How Strong Is Welspun Enterprises's Balance Sheet?
According to the last reported balance sheet, Welspun Enterprises had liabilities of ₹7.62b due within 12 months, and liabilities of ₹16.1b due beyond 12 months. On the other hand, it had cash of ₹3.18b and ₹4.60b worth of receivables due within a year. So its liabilities outweigh the sum of its cash and (near-term) receivables by ₹15.9b.
When you consider that this deficiency exceeds the company's ₹13.3b market capitalization, you might well be inclined to review the balance sheet intently. In the scenario where the company had to clean up its balance sheet quickly, it seems likely shareholders would suffer extensive dilution.
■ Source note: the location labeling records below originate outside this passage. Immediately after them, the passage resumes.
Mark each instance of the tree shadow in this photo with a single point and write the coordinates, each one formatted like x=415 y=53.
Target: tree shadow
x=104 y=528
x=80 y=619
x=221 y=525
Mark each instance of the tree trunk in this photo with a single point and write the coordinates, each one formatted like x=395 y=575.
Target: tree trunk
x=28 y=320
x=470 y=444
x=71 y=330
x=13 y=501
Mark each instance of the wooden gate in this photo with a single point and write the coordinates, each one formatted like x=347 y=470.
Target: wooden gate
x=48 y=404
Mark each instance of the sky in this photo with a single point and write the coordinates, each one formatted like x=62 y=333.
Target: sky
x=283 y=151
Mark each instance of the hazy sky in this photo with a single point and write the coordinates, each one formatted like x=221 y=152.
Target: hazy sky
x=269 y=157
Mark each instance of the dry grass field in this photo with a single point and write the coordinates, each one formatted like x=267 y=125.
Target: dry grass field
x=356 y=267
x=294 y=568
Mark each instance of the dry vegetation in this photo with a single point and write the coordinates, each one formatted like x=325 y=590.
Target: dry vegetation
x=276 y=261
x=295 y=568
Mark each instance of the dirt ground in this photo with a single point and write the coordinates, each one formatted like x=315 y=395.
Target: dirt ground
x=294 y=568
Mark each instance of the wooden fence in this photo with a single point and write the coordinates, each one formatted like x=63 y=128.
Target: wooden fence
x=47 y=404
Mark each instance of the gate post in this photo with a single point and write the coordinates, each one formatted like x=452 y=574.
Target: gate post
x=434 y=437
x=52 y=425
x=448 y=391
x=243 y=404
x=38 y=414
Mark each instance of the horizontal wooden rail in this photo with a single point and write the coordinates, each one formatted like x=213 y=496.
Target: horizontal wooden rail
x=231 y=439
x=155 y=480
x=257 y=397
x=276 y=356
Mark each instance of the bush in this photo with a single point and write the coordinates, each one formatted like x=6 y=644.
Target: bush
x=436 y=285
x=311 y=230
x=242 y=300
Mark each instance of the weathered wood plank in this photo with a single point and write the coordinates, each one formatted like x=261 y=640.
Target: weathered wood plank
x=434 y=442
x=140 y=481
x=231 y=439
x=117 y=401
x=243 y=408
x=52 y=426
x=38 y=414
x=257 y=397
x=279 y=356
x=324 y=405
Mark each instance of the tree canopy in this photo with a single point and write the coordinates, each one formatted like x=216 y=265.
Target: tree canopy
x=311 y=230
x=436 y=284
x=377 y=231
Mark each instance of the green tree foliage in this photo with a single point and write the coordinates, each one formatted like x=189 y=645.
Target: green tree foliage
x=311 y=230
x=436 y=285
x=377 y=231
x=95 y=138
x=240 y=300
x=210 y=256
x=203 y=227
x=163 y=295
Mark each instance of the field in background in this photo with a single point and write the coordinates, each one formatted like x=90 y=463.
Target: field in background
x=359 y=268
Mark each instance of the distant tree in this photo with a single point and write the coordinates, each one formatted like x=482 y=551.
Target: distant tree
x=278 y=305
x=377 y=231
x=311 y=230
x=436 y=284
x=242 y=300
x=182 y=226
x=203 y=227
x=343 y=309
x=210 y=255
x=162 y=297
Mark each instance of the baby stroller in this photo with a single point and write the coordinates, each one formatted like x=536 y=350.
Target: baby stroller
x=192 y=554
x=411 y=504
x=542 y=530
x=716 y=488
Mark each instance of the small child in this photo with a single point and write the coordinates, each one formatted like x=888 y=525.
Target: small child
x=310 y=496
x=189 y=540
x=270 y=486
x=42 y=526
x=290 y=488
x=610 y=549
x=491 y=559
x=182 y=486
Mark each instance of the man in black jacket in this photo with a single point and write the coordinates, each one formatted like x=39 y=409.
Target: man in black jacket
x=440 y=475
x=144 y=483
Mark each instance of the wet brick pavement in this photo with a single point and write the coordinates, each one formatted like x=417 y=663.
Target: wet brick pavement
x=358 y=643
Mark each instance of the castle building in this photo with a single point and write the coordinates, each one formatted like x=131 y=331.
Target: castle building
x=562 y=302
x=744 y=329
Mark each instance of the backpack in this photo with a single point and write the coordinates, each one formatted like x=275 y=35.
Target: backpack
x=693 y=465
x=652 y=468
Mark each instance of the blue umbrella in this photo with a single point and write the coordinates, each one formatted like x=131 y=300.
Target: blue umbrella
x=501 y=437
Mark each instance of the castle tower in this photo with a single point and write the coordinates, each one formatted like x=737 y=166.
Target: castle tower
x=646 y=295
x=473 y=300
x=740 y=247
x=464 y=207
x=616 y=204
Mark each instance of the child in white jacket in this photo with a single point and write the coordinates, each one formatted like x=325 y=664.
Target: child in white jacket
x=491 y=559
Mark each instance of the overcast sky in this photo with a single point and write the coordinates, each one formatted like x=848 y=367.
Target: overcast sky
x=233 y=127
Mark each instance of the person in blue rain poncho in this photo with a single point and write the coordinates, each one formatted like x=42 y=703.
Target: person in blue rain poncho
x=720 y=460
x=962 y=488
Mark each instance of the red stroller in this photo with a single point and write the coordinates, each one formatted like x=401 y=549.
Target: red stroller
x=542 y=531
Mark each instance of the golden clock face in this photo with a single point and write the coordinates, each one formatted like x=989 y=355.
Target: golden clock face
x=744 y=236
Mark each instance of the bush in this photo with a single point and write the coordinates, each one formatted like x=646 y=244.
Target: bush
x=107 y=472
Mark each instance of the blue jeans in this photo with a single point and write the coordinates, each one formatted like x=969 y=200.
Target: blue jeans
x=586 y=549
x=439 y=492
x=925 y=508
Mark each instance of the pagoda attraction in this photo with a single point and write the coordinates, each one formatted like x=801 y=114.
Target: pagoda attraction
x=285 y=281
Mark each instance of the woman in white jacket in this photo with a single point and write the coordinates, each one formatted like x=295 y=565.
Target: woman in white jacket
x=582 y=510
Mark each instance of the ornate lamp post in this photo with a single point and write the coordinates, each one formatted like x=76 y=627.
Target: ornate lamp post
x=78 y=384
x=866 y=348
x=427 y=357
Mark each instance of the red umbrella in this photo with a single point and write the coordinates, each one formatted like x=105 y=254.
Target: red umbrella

We measure a company's debt load relative to its earnings power by looking at its net debt divided by its earnings before interest, tax, depreciation, and amortization (EBITDA) and by calculating how easily its earnings before interest and tax (EBIT) cover its interest expense (interest cover). This way, we consider both the absolute quantum of the debt, as well as the interest rates paid on it.
Strangely Welspun Enterprises has a sky high EBITDA ratio of 6.9, implying high debt, but a strong interest coverage of 13.0. This means that unless the company has access to very cheap debt, that interest expense will likely grow in the future. Shareholders should be aware that Welspun Enterprises's EBIT was down 24% last year. If that earnings trend continues then paying off its debt will be about as easy as herding cats on to a roller coaster. The balance sheet is clearly the area to focus on when you are analysing debt. But ultimately the future profitability of the business will decide if Welspun Enterprises can strengthen its balance sheet over time. So if you want to see what the professionals think, you might find this free report on analyst profit forecasts to be interesting.
Finally, a company can only pay off debt with cold hard cash, not accounting profits. So the logical step is to look at the proportion of that EBIT that is matched by actual free cash flow. Over the last three years, Welspun Enterprises saw substantial negative free cash flow, in total. While investors are no doubt expecting a reversal of that situation in due course, it clearly does mean its use of debt is more risky.
Our View
To be frank both Welspun Enterprises's conversion of EBIT to free cash flow and its track record of (not) growing its EBIT make us rather uncomfortable with its debt levels. But on the bright side, its interest cover is a good sign, and makes us more optimistic. After considering the datapoints discussed, we think Welspun Enterprises has too much debt. That sort of riskiness is ok for some, but it certainly doesn't float our boat. The balance sheet is clearly the area to focus on when you are analysing debt. But ultimately, every company can contain risks that exist outside of the balance sheet. Consider for instance, the ever-present spectre of investment risk. We've identified 4 warning signs with Welspun Enterprises (at least 1 which is a bit unpleasant) , and understanding them should be part of your investment process.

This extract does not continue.